# Kollisionserkennung optimieren



## manuche (1. Jun 2008)

Hallo!

Ich programmiere nebenbei einen TankWar-Clon... Mitlerweile ist das Spiel doch sehr umfangreich geworden!
Das ganze basiert in den Grundzügen auf quaxlis Tutorial...
Seit einiger Zeit ist mir aufgefallen, dass zwischendurch Framerateeinbrüche auftauchen... Im Prinzip so minimal, dass man eigentlich nichts erkennt...
Problem ist nur, dass wenn einem Panzer der Boden unter den Füßen weggeschossen wurde, fällt er hinunter... Wenn nun aber genu dann ein Framerateeinbruch auftritt, fällt der Paner so tief, dass er schon unter der Oberfläche ist...
Die Kollisionserkennenung mit dem Boden geschieht einfach darüber,  dass ich die Farbwerte der aktuellen y-Position des Panzers abfrage! Nun kann es aber geschehen, dass eine Kollisionserkennung erst dann ausgeführt wird, wenn ein Panzer schon tiefer als die aktuelle Oberfläche gefallen ist.
Wie kann ich die Kollisionserkennung jetzt so gestalten, dass meine Panzer nicht tiefer als die Oberfläche fallen?
Mir scheint es im Moment sehr sinnvoll, einen Thread alleine für die Physik laufen zu lassen und einen, der zeichnet und die restliche Logik des Spiels übernimmt!

Gruß manuche


----------



## Illuvatar (1. Jun 2008)

Das mit mehreren Threads ist generell sinnvoll, erfordert aber wahrscheinlich eine generelle Code-Umstrukturierung. Und wenn die generelle Framerate einbricht wird (außer evtl. auf einem Multi-Core-Prozessor) auch der Physikthread langsamer werden.

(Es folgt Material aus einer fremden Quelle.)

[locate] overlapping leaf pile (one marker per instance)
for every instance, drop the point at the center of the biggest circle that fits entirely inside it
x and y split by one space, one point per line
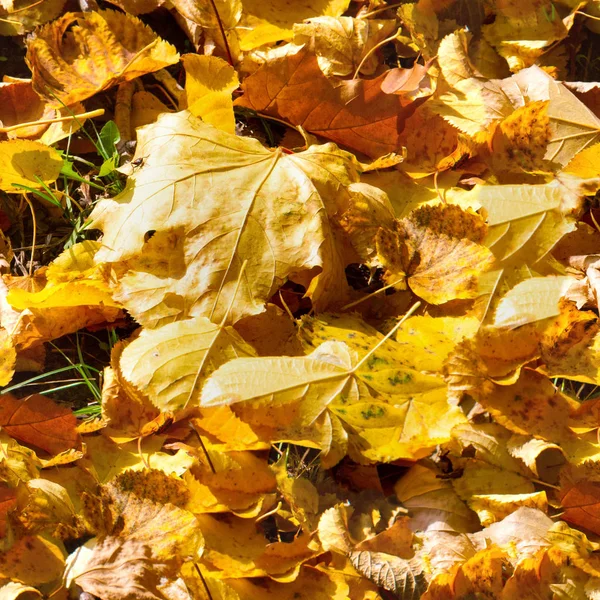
447 401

Für das Problem mit dem "durch den Boden fallen" könnte ich mir zwei Lösungen vorstellen, ich weiß nicht welche für dein Projekt besser wäre:

 - Immer wenn ein Panzer fällt, überprüfst du nicht nur am neuen Punkt ob da irgendwas im Weg ist, sondern an jedem Punkt zwischen dem letzten und dem aktuellen Punkt. Sobald da irgendwo was im Weg ist, fällt der Panzer eben nur bis da.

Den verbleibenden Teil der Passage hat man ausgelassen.